The Zcash protocol is made up of many components. There’s the consensus layer that provides an append-only ledger; there’s the transparent protocol inherited from Bitcoin (with changes); and there are two shielded protocols, Sprout and Sapling. These each use various cryptographic components, such as hashes, commitments schemes, signatures, encryption schemes, elliptic curve key exchange, zero-knowledge proving systems, and so on.
So, there’s really quite a lot to audit. The Sapling protocol spec is written very densely and it’s still 142 pages; this doesn’t even include the specifications of existing cryptographic components that we have reused. With the possible exception of the transparent parts, the vast majority of this is necessary complexity for a protocol that provides Zcash’s functionality.
The counterfeiting vulnerability was in one of the zero-knowledge proving systems, BCTV14, which had been published and peer reviewed several years before the development of Zcash. The audits necessarily, given the resources and time available, focused mainly on the new components that had not previously been peer reviewed.

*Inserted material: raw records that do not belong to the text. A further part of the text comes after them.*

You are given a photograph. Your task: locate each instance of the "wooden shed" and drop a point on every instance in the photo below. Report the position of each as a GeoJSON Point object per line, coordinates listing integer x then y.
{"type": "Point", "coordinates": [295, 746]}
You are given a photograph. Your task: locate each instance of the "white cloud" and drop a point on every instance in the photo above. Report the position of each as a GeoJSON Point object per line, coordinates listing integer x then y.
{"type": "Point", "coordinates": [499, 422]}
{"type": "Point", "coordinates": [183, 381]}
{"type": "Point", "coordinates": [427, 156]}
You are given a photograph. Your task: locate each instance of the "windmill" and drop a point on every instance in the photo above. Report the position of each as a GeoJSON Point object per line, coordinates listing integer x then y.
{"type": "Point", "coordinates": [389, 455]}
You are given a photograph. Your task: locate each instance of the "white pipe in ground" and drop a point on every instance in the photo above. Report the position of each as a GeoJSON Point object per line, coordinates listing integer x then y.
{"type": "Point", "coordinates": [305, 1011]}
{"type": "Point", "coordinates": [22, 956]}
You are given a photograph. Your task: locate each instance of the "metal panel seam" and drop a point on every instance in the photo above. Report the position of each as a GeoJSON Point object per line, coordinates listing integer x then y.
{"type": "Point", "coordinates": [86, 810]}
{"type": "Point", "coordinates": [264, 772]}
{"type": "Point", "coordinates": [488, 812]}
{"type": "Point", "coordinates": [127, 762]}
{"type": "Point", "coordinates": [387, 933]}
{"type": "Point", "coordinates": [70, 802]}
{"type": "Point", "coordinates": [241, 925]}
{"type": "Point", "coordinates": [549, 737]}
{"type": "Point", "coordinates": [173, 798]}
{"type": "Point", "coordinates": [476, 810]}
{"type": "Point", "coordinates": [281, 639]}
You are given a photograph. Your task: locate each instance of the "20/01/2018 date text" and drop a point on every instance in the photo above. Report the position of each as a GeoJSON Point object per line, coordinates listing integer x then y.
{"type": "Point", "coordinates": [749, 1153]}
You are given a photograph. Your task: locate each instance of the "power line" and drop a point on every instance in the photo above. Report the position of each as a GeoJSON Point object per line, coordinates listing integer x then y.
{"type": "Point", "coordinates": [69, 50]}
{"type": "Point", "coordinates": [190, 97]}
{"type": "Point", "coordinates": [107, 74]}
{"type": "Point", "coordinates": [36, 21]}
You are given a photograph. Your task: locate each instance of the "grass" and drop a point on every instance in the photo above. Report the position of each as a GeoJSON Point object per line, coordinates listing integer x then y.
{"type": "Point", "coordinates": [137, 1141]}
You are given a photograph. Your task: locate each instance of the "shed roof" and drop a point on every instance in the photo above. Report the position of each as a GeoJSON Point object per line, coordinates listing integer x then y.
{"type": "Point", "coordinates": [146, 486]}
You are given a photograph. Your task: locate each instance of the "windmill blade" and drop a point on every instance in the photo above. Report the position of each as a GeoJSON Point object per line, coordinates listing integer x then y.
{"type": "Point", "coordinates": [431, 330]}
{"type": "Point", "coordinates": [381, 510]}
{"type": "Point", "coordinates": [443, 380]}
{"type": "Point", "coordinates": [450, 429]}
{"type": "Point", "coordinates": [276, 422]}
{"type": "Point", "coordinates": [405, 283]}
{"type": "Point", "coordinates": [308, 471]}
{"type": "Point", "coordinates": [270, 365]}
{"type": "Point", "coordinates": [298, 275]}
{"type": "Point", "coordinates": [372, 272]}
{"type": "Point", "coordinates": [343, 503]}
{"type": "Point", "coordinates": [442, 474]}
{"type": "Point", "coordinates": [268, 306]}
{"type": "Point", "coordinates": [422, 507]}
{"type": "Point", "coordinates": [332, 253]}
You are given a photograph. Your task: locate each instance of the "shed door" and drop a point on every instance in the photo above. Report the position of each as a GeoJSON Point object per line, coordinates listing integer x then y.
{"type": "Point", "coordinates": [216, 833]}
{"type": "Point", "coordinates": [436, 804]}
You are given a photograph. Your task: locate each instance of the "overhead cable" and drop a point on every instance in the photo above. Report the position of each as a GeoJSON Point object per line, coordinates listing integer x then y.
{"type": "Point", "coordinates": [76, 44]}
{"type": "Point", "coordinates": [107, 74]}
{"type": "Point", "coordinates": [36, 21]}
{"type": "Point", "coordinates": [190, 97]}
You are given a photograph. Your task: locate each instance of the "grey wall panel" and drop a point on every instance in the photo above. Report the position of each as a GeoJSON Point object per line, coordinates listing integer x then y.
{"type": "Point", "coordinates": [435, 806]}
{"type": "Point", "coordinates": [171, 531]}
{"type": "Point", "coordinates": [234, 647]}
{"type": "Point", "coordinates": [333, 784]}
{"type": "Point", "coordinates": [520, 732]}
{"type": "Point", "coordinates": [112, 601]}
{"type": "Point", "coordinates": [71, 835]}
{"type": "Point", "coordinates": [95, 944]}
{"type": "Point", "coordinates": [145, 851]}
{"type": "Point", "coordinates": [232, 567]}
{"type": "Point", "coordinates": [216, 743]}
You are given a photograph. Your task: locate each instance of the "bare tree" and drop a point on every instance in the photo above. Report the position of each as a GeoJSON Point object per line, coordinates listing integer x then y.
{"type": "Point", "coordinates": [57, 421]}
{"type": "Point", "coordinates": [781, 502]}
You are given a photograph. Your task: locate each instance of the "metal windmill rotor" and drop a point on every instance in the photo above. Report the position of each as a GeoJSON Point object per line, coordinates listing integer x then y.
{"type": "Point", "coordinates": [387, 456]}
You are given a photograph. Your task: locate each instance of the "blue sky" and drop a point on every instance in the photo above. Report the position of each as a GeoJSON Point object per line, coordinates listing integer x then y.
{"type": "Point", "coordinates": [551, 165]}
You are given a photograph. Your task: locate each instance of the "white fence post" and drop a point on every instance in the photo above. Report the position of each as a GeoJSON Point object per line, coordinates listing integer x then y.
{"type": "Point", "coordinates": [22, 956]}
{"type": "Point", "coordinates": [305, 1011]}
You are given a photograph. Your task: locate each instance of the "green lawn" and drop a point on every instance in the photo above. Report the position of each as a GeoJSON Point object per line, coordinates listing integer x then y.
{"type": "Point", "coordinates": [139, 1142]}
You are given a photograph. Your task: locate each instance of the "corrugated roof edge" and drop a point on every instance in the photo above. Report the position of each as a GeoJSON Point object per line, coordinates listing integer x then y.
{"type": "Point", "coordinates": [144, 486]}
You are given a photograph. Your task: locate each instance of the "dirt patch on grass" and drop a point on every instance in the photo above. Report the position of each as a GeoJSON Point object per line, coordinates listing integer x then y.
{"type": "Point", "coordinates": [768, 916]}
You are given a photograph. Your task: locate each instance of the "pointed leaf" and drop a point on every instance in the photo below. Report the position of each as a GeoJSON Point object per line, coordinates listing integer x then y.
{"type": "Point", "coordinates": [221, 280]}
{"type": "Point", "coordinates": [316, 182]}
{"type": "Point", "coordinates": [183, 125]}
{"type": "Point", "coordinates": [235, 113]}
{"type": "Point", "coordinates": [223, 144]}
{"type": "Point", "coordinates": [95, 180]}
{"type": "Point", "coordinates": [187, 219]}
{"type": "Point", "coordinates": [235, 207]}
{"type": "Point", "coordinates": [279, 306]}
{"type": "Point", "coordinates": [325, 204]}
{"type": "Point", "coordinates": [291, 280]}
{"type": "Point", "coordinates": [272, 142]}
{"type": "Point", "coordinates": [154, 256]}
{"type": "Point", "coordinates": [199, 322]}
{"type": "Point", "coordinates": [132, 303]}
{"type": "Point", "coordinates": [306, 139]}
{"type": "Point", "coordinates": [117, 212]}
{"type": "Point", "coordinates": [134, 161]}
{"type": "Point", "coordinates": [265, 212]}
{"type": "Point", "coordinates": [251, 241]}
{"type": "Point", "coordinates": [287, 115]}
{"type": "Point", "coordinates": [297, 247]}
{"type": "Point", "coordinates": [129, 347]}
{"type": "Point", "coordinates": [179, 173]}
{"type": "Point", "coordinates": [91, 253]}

The designers of Zerocash had selected BCTV14 as the zero-knowledge proving system. For many years, zero-knowledge proving systems had been too inefficient for practical deployment. BCTV14 and its predecessor, Pinocchio/PHGR, were breakthrough systems that provided order-of-magnitude performance increases; it was the development of these systems that made Zcash feasible. For technical reasons, we could not have deployed Pinocchio (that system depends on symmetric pairings which had been found to be less secure than desired). So at the time, BCTV14 was one of the only practical options available. Unfortunately, the changes that BCTV14 made to Pinocchio were only argued informally; it had no security proof. None of the audits included security analysis of the proving system; indeed, we probably couldn’t have found auditors with the expertise needed to analyse that system in the time available, at any price, since that expertise was only present in the academic community rather than in commercial auditing companies.